In weiterer Folge löste sich ein Schneebrett, welches den Mann mitriss und verschüttete. Augenzeugen, welche am Steig vor der Rinne warteten, beobachteten den Lawinenabgang und setzten die Rettungskette in Gang. Die Crew des alarmierten Notarzthubschraubers konnte im Zuge eines Überflugs das Signal eines Lawinenverschüttetensuchgeräts empfangen.

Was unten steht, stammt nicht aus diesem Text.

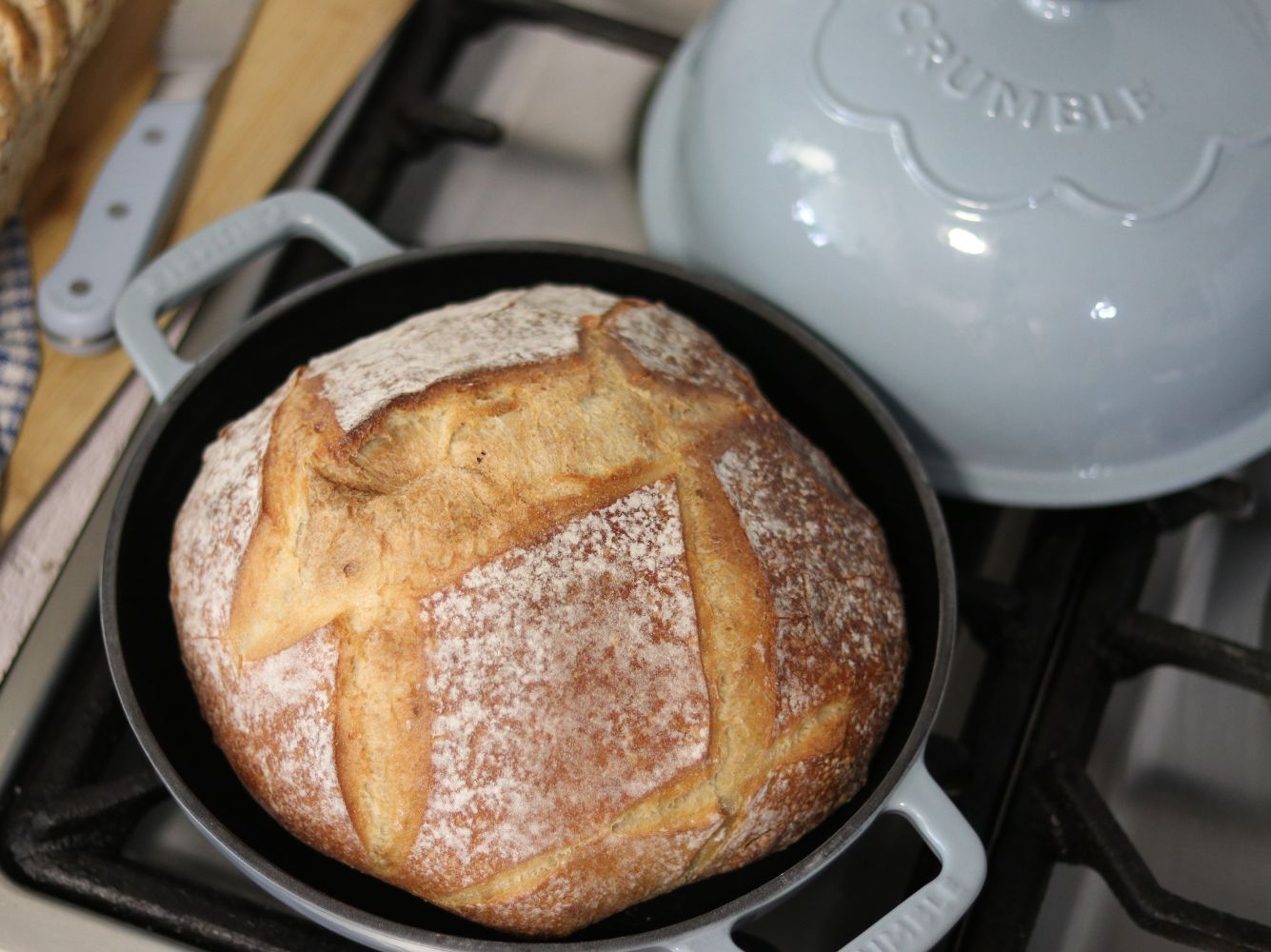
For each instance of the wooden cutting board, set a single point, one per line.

In weiterer Folge wurde der leblose Körper des Schneeschuhwanderers durch Kräfte der Bergrettung ausgegraben. Der vor Ort befindliche Notarzt konnte allerdings nur mehr den Tod des Mannes feststellen. Der Leichnam wurde im Rahmen des Erhebungsfluges durch den Polizeihubschrauber und die Alpinpolizei geborgen und ins Tal geflogen.
Die Sturzbahn der Lawine erstreckte sich über rund 700 Höhenmeter. Die Staatsanwaltschaft Innsbruck ordnete zur Klärung der Todesursache eine Obduktion an. Die Klärung der Identität des Verstorbenen ist noch Gegenstand der laufenden Ermittlungen, hieß es am Sonntagabend von der Landespolizeidirektion Tirol.
Im Einsatz standen der Notarzthubschrauber "Christophorus 1", der Polizeihubschrauber "Libelle Tirol", Kräfte der Bergrettung Neustift im Stubaital, sowie ein Bergrettungshundeführer und mehrere Beamte der Alpinpolizei und der zuständigen Polizeiinspektion. Nach Abschluss der Ermittlungen ergehen Berichte an die zuständigen Stellen.